Il est bon à savoir que, depuis 1998, la STEG n’a plus le monopole de la production d’électricité. La centrale de Radès 2, dont la capacité est de 470 MW, est une entreprise privée à 100%. Actuellement, avec la nouvelle réglementation, le Plan Solaire Tunisien prévoit la mise en place d’une capacité de production renouvelable de 1000 MW d’ici 2020, dont seulement le 1/3 sera réalisé par la STEG. Le premier round de l’appel à projets pour la production d’électricité à partir des énergies renouvelables dans le cadre du régime des autorisations a été déjà lancé, les privés intéressés sont en train de préparer leurs dossiers. Le dépouillement débutera au mois de novembre prochain.

Pourquoi d’après vous l’électricité est une question de sécurité nationale et par conséquent la privatisation ne doit pas toucher le secteur ?

La STEG est une institution publique qui requiert plus d’autonomie et de souplesse dans la passation des marchés. C’est une entreprise dynamique en prise avec des imprévus touchant un secteur stratégique pour le pays. De ce fait, j’estime qu’il est temps d’alléger et mettre à jour les procédures administratives pour une meilleure gestion des entreprises publiques.

Pour ce qui est de la sécurité, imaginez ce qui peut arriverait en cas de longues coupures d’électricité, la sécurité des simples citoyens pourrait être menacée, sans parler des sites sécuritaires stratégiques pour notre pays. C’est pour cela que la STEG doit rester sous le giron de l’Etat mais, comme je l’ai mentionné, avec plus d’autonomie dans la gestion.

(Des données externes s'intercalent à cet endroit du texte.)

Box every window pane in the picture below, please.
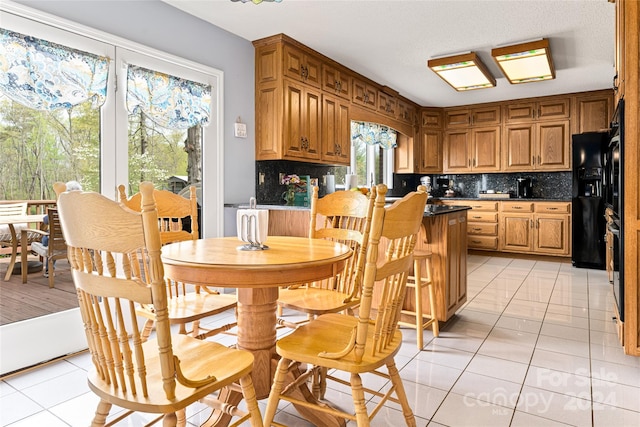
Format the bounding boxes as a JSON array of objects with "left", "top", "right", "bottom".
[
  {"left": 0, "top": 94, "right": 100, "bottom": 199},
  {"left": 127, "top": 111, "right": 191, "bottom": 193}
]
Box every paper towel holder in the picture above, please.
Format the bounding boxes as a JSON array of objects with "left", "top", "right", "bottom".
[{"left": 238, "top": 197, "right": 269, "bottom": 251}]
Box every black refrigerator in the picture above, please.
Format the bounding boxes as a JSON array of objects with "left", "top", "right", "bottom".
[{"left": 572, "top": 132, "right": 608, "bottom": 269}]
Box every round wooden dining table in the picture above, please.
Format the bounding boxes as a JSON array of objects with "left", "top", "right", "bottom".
[{"left": 161, "top": 236, "right": 351, "bottom": 397}]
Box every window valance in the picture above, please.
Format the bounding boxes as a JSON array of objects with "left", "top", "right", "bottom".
[
  {"left": 126, "top": 64, "right": 211, "bottom": 130},
  {"left": 0, "top": 27, "right": 110, "bottom": 110},
  {"left": 351, "top": 121, "right": 398, "bottom": 149}
]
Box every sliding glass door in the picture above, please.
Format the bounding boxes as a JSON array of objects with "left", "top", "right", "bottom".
[{"left": 0, "top": 6, "right": 223, "bottom": 374}]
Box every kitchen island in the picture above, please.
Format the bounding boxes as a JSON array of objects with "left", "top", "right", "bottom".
[{"left": 235, "top": 202, "right": 471, "bottom": 323}]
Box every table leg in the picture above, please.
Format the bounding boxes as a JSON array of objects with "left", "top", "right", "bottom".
[
  {"left": 236, "top": 287, "right": 278, "bottom": 399},
  {"left": 236, "top": 287, "right": 345, "bottom": 427}
]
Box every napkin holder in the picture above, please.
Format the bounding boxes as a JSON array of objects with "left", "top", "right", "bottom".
[{"left": 236, "top": 197, "right": 269, "bottom": 250}]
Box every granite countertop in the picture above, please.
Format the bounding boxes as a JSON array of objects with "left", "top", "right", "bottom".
[
  {"left": 225, "top": 202, "right": 471, "bottom": 216},
  {"left": 431, "top": 197, "right": 571, "bottom": 202}
]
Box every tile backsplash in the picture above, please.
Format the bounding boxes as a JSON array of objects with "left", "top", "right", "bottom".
[
  {"left": 256, "top": 160, "right": 571, "bottom": 203},
  {"left": 256, "top": 160, "right": 347, "bottom": 204},
  {"left": 394, "top": 172, "right": 572, "bottom": 199}
]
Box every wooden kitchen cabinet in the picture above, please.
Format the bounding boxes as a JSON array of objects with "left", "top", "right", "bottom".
[
  {"left": 445, "top": 105, "right": 501, "bottom": 128},
  {"left": 504, "top": 97, "right": 570, "bottom": 123},
  {"left": 321, "top": 63, "right": 351, "bottom": 100},
  {"left": 464, "top": 201, "right": 499, "bottom": 250},
  {"left": 422, "top": 108, "right": 443, "bottom": 128},
  {"left": 394, "top": 133, "right": 415, "bottom": 174},
  {"left": 397, "top": 98, "right": 416, "bottom": 125},
  {"left": 444, "top": 126, "right": 500, "bottom": 173},
  {"left": 267, "top": 209, "right": 309, "bottom": 237},
  {"left": 415, "top": 108, "right": 443, "bottom": 173},
  {"left": 575, "top": 91, "right": 614, "bottom": 134},
  {"left": 283, "top": 43, "right": 321, "bottom": 88},
  {"left": 413, "top": 210, "right": 468, "bottom": 321},
  {"left": 377, "top": 91, "right": 397, "bottom": 117},
  {"left": 352, "top": 77, "right": 377, "bottom": 110},
  {"left": 321, "top": 94, "right": 350, "bottom": 165},
  {"left": 440, "top": 200, "right": 498, "bottom": 250},
  {"left": 503, "top": 120, "right": 570, "bottom": 171},
  {"left": 417, "top": 128, "right": 442, "bottom": 173},
  {"left": 282, "top": 80, "right": 321, "bottom": 161},
  {"left": 500, "top": 201, "right": 570, "bottom": 256}
]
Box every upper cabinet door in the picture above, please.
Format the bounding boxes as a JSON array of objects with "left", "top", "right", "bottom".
[
  {"left": 445, "top": 109, "right": 471, "bottom": 127},
  {"left": 471, "top": 126, "right": 501, "bottom": 171},
  {"left": 321, "top": 94, "right": 350, "bottom": 165},
  {"left": 575, "top": 92, "right": 614, "bottom": 133},
  {"left": 537, "top": 98, "right": 570, "bottom": 121},
  {"left": 503, "top": 123, "right": 535, "bottom": 171},
  {"left": 321, "top": 64, "right": 351, "bottom": 100},
  {"left": 504, "top": 98, "right": 570, "bottom": 123},
  {"left": 422, "top": 108, "right": 443, "bottom": 128},
  {"left": 444, "top": 129, "right": 471, "bottom": 172},
  {"left": 283, "top": 44, "right": 321, "bottom": 88},
  {"left": 504, "top": 103, "right": 536, "bottom": 123},
  {"left": 536, "top": 120, "right": 570, "bottom": 170},
  {"left": 377, "top": 91, "right": 397, "bottom": 117},
  {"left": 283, "top": 80, "right": 321, "bottom": 161},
  {"left": 352, "top": 77, "right": 377, "bottom": 110},
  {"left": 471, "top": 106, "right": 501, "bottom": 126},
  {"left": 418, "top": 129, "right": 442, "bottom": 173}
]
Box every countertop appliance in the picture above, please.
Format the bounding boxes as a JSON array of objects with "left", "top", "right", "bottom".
[
  {"left": 516, "top": 178, "right": 533, "bottom": 198},
  {"left": 571, "top": 131, "right": 608, "bottom": 269}
]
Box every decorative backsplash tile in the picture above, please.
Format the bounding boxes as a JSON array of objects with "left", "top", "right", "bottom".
[
  {"left": 256, "top": 160, "right": 346, "bottom": 204},
  {"left": 256, "top": 160, "right": 571, "bottom": 203},
  {"left": 398, "top": 172, "right": 572, "bottom": 199}
]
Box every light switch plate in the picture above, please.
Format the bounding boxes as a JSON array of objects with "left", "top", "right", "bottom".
[{"left": 234, "top": 122, "right": 247, "bottom": 138}]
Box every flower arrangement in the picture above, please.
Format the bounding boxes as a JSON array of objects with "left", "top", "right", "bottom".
[{"left": 281, "top": 174, "right": 301, "bottom": 186}]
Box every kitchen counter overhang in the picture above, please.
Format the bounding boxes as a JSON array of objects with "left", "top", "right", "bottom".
[{"left": 227, "top": 202, "right": 472, "bottom": 217}]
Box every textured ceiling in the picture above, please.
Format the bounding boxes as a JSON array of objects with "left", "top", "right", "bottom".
[{"left": 163, "top": 0, "right": 616, "bottom": 107}]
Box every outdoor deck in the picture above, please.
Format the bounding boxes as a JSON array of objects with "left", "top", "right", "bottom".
[{"left": 0, "top": 255, "right": 77, "bottom": 326}]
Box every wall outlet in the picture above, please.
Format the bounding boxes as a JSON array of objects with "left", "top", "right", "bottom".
[{"left": 234, "top": 122, "right": 247, "bottom": 138}]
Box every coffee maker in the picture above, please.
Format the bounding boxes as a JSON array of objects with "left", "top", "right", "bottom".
[{"left": 516, "top": 178, "right": 533, "bottom": 198}]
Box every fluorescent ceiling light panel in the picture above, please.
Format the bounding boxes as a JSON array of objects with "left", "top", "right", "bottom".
[
  {"left": 428, "top": 52, "right": 496, "bottom": 91},
  {"left": 492, "top": 38, "right": 555, "bottom": 84}
]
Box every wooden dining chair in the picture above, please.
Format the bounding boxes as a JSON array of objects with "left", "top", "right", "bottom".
[
  {"left": 57, "top": 182, "right": 263, "bottom": 427},
  {"left": 264, "top": 184, "right": 428, "bottom": 427},
  {"left": 276, "top": 186, "right": 375, "bottom": 329},
  {"left": 20, "top": 182, "right": 69, "bottom": 286},
  {"left": 118, "top": 184, "right": 237, "bottom": 341},
  {"left": 21, "top": 207, "right": 66, "bottom": 287}
]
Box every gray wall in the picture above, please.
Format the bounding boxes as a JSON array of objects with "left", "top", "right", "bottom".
[{"left": 16, "top": 0, "right": 256, "bottom": 204}]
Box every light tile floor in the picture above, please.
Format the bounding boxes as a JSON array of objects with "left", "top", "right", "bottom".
[{"left": 2, "top": 254, "right": 640, "bottom": 426}]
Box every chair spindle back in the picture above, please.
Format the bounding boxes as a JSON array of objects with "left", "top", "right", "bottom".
[{"left": 59, "top": 182, "right": 179, "bottom": 400}]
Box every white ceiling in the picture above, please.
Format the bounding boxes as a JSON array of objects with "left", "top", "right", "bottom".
[{"left": 163, "top": 0, "right": 616, "bottom": 108}]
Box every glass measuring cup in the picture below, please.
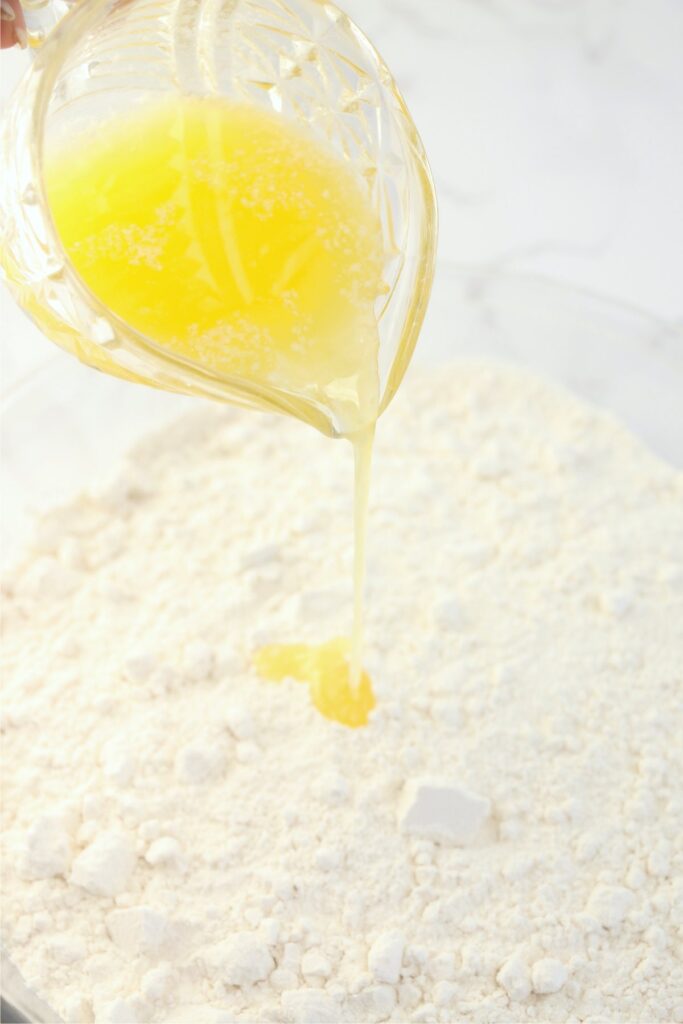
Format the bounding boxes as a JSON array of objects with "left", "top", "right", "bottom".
[{"left": 0, "top": 0, "right": 437, "bottom": 437}]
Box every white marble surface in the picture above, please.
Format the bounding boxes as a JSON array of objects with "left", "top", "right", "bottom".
[
  {"left": 1, "top": 0, "right": 682, "bottom": 545},
  {"left": 341, "top": 0, "right": 683, "bottom": 320}
]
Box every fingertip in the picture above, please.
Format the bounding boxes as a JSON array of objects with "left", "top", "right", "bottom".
[
  {"left": 1, "top": 0, "right": 26, "bottom": 48},
  {"left": 0, "top": 25, "right": 17, "bottom": 49}
]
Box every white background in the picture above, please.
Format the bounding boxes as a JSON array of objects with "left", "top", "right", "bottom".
[{"left": 343, "top": 0, "right": 683, "bottom": 320}]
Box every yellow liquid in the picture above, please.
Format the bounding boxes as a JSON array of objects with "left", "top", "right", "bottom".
[
  {"left": 256, "top": 425, "right": 374, "bottom": 723},
  {"left": 46, "top": 97, "right": 383, "bottom": 433},
  {"left": 254, "top": 638, "right": 375, "bottom": 728},
  {"left": 46, "top": 97, "right": 381, "bottom": 725}
]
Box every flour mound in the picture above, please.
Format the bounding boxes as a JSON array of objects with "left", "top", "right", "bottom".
[{"left": 2, "top": 362, "right": 682, "bottom": 1024}]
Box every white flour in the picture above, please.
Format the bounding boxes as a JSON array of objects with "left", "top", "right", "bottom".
[{"left": 1, "top": 362, "right": 682, "bottom": 1024}]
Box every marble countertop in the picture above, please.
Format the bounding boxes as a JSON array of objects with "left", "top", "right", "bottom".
[{"left": 340, "top": 0, "right": 683, "bottom": 321}]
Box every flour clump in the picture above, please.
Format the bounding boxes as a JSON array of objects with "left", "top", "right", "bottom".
[{"left": 70, "top": 831, "right": 135, "bottom": 897}]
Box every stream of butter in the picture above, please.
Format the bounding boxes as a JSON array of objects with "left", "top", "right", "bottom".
[{"left": 255, "top": 426, "right": 376, "bottom": 726}]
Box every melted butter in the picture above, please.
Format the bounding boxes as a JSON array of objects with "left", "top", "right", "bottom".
[
  {"left": 45, "top": 95, "right": 384, "bottom": 436},
  {"left": 349, "top": 427, "right": 375, "bottom": 688},
  {"left": 253, "top": 428, "right": 376, "bottom": 728},
  {"left": 46, "top": 96, "right": 383, "bottom": 726},
  {"left": 254, "top": 637, "right": 375, "bottom": 728}
]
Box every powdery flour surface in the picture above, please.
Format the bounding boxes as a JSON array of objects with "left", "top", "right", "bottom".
[{"left": 2, "top": 362, "right": 682, "bottom": 1024}]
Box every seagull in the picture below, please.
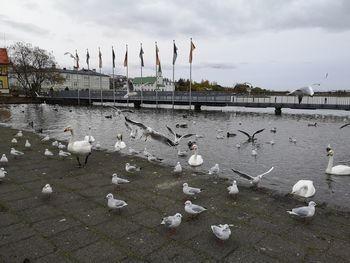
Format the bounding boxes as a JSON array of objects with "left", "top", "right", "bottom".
[
  {"left": 147, "top": 154, "right": 163, "bottom": 163},
  {"left": 44, "top": 149, "right": 54, "bottom": 157},
  {"left": 174, "top": 162, "right": 182, "bottom": 174},
  {"left": 128, "top": 148, "right": 141, "bottom": 155},
  {"left": 42, "top": 184, "right": 53, "bottom": 196},
  {"left": 58, "top": 150, "right": 71, "bottom": 158},
  {"left": 41, "top": 135, "right": 50, "bottom": 142},
  {"left": 184, "top": 200, "right": 207, "bottom": 217},
  {"left": 125, "top": 163, "right": 141, "bottom": 172},
  {"left": 176, "top": 123, "right": 188, "bottom": 128},
  {"left": 0, "top": 168, "right": 7, "bottom": 181},
  {"left": 125, "top": 122, "right": 138, "bottom": 139},
  {"left": 227, "top": 180, "right": 239, "bottom": 196},
  {"left": 166, "top": 125, "right": 195, "bottom": 144},
  {"left": 58, "top": 143, "right": 66, "bottom": 149},
  {"left": 211, "top": 224, "right": 232, "bottom": 241},
  {"left": 287, "top": 201, "right": 316, "bottom": 220},
  {"left": 216, "top": 130, "right": 224, "bottom": 139},
  {"left": 161, "top": 213, "right": 182, "bottom": 233},
  {"left": 11, "top": 138, "right": 18, "bottom": 144},
  {"left": 251, "top": 149, "right": 258, "bottom": 156},
  {"left": 0, "top": 154, "right": 8, "bottom": 164},
  {"left": 177, "top": 149, "right": 188, "bottom": 157},
  {"left": 340, "top": 123, "right": 350, "bottom": 129},
  {"left": 125, "top": 116, "right": 178, "bottom": 146},
  {"left": 24, "top": 140, "right": 31, "bottom": 148},
  {"left": 106, "top": 105, "right": 134, "bottom": 116},
  {"left": 289, "top": 137, "right": 297, "bottom": 143},
  {"left": 15, "top": 130, "right": 23, "bottom": 137},
  {"left": 143, "top": 148, "right": 152, "bottom": 157},
  {"left": 238, "top": 129, "right": 265, "bottom": 142},
  {"left": 183, "top": 183, "right": 203, "bottom": 196},
  {"left": 270, "top": 127, "right": 277, "bottom": 133},
  {"left": 235, "top": 143, "right": 241, "bottom": 149},
  {"left": 84, "top": 126, "right": 95, "bottom": 144},
  {"left": 195, "top": 134, "right": 204, "bottom": 139},
  {"left": 114, "top": 134, "right": 126, "bottom": 151},
  {"left": 288, "top": 84, "right": 319, "bottom": 104},
  {"left": 106, "top": 193, "right": 128, "bottom": 211},
  {"left": 111, "top": 173, "right": 130, "bottom": 186},
  {"left": 52, "top": 141, "right": 59, "bottom": 147},
  {"left": 231, "top": 167, "right": 274, "bottom": 187},
  {"left": 208, "top": 164, "right": 220, "bottom": 176},
  {"left": 10, "top": 148, "right": 24, "bottom": 158}
]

Qu’en est-il du fait que le personnel de la STEG profite de la gratuité de l’électricité ? N’est-ce pas inéquitable pour les autres citoyens ?

A l’instar de toutes les entreprises publiques, les agents de la STEG bénéficient d’un avantage en nature considéré comme étant un complément de salaire imposable. Cet avantage (gratuité de la consommation) est accordé selon un quota déterminé en fonction du grade de l’agent et avec un plafond à ne pas dépasser. Qu’il s’agisse de simples agents ou des cadres, tout le monde paye les dépassements aux quotas réservés. En fait, les chiffres prouvent qu’un grand nombre de salariés de la STEG n’arrivent même pas à exploiter leurs quotas annuels.

“Je voudrais souligner en conclusion que la STEG est une locomotive de l’économie nationale. Elle ne cesse de créer de la richesse en investissant à maints projets de production, transport et distribution de l’électricité et du gaz naturel“

Je voudrais souligner en conclusion que la STEG est une locomotive de l’économie nationale. Elle ne cesse de créer de la richesse en investissant à maints projets de production, transport et distribution de l’électricité et du gaz naturel. Il s’agit de préserver les équilibres financiers d’un grand établissement public national. Entreprise qui est appelée à relever maints défis dont notamment ceux relatifs à la satisfaction de la demande nationale en électricité et en gaz naturel ainsi que la rénovation de son parc de production.

Il s’agit aussi d’optimiser les performances de la STEG en ayant plus de liberté au niveau du management et en disposant de plus de moyens pour améliorer les services destinés à la clientèle et pouvoir honorer ses engagements dans le cadre de la politique générale du pays.

Enfin, nous réaffirmons notre ferme engagement et notre détermination pour réduire au plus les impayés de la STEG auprès de ses clients (toutes catégories confondues), et pour mettre fin au “fléau” de la fraude (vol de l’électricité) qui ne cesse de s’amplifier ces dernières années, mettant en cause la sécurité de l’ensemble de notre système électrique.